After losing the match, Stutzman went home crying.
His mom responded with a pointed message: “Toughen up. If you don’t like it, go be a swimmer.”
He knew he had to toughen up.
“Then I got my hand raised and I was like ‘Oh man this is the best feeling I’ve ever had in my life,’” Stutzman said.
Stutzman became UB’s head coach in 2013 and has brought a winning culture and toughness to the program. His cauliflower ear may be his most defining characteristic. Life has always revolved around wrestling for Stutzman and he has instilled that same passion into his young UB wrestlers.
“I think I’m a better person because of him,” said sophomore Brett Perry. “He always tells us to do the right thing, just to be a better person, just being tougher and to not let things bother you.

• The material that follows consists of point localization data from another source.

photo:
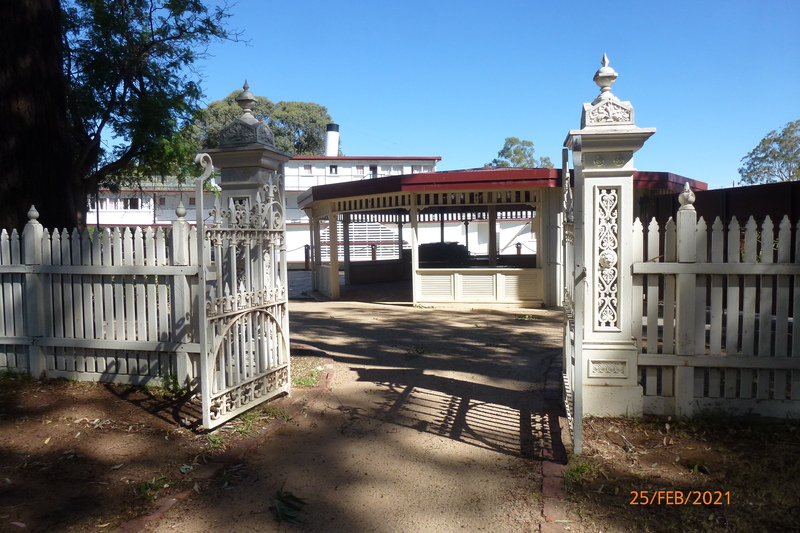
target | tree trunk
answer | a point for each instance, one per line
(35, 156)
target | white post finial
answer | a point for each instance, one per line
(686, 198)
(605, 78)
(246, 99)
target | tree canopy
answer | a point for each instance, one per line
(299, 127)
(776, 158)
(125, 84)
(519, 153)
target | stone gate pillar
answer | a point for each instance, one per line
(602, 153)
(246, 155)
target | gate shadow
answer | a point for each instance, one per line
(510, 422)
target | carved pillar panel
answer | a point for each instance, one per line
(603, 159)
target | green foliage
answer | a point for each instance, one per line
(776, 158)
(578, 473)
(131, 85)
(149, 489)
(519, 153)
(299, 127)
(286, 506)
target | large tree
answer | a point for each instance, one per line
(121, 84)
(299, 127)
(34, 141)
(519, 153)
(776, 158)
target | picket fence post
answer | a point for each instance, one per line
(685, 301)
(34, 307)
(181, 299)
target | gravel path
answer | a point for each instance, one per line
(435, 421)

The culture he’s helped create has made me a better person and a better wrestler.”
Stutzman wrestled at UB in the ’90s and made it his goal to one day become Buffalo’s head coach and raise the program into a national powerhouse.
“I sat here in 1995, somebody asked me what my goal was. I told them that I was going to be the next head coach for the University at Buffalo,” Stutzman said.
In high school, Stutzman wrestled on a nationally ranked team in New Castle, Delaware. His coach was Jack Holloway, a famous high school wrestling coach who coached his wrestlers to a record of 297-35. Stutzman was unsure whether he wanted to wrestle in high school, until he met Holloway.
“I was wrestling and he came up to me and he said, ‘Hey I want you to be my guy,’” Stutzman said. “That was the first time anyone has ever said that to me. That kind of resonated with me.”
Stutzman was always around greatness. His time during high school also showed how dominant he was. He went to the state tournament every year and placed. Although he lost a few times in the finals, this didn’t deter him from striving to be the best.
He committed to UB, where he became the school’s all-time career wins leader with 95 wins at the time of his graduation.
There was another goal Stutzman had in the back of his head: He wanted to be a Division-I wrestling coach.
“That’s what my goal was. I said it and I told everyone that. They laughed at me to be quite honest with you,” Stutzman said.
Stutzman’s whole life revolves around wrestling. His career path, how he carries himself and even his family. He met his wife while working wrestling camps and coached her younger brother.
“My brother kept telling me ‘You got to meet my coach.’ ‘You guys are perfect for each other and I was like ‘No way, I’m gonna do that,” said Annette Stutzman, Stutzman’s wife. “And then a couple years later, we ended up just meeting unexpectedly and the rest is history.”
She’s been with him on his journey to become the head coach for UB for 15 years.
“This has always been the job he’s always wanted, since the day that I met him,” Annette said.
Stutzman coached at Northern Illinois University and Bloomsburg University before he came to UB in 2013. He remembers officially being named the head coach. He described it as a dream.
Stutzman models his coaching system after Dan Gable, arguably the greatest wrestler of all time. Gable instituted a system in Iowa based around the notion that no opposing wrestler is unbeatable.
“I like that style, I think it fits well with the personality of Western New York and Midwest type kid,” Stutzman said.
He’s also a student of the sport. He watches the best programs in the country and follows whom they’re recruiting and what they’re doing.
“I want them to feel like every time they enter the wrestling room, it’s Christmas,” Stutzman said.
These past few seasons, that’s been the case. Every year, the program has gotten better and inches toward Stutzman’s ultimate goal of becoming a nationally ranked team.
Buffalo had its best season last year and they sent three wrestlers to the NCAA tournament.
During matches, Stutzman is still all over his wrestlers. He makes sure they are doing whatever they need to do to win.
“He’s crazy. He’s all over the place, he’s fun though, he makes it fun,” said junior Austin Weigel. “He’s really into it… you could tell he loves it.”
Stutzman is not shy about his expectations. He wants to build Buffalo into a perennial top 15 program and he is not exaggerating. His wrestlers speak with the same rhetoric. Stutzman’s love for the sport has everyone around the program believing they can be as great as he says they can.
“You don’t find very many people who love what they do in life,” Annette said. “For him, he’s the only person I can honestly say, he loves everything he does with wrestling.”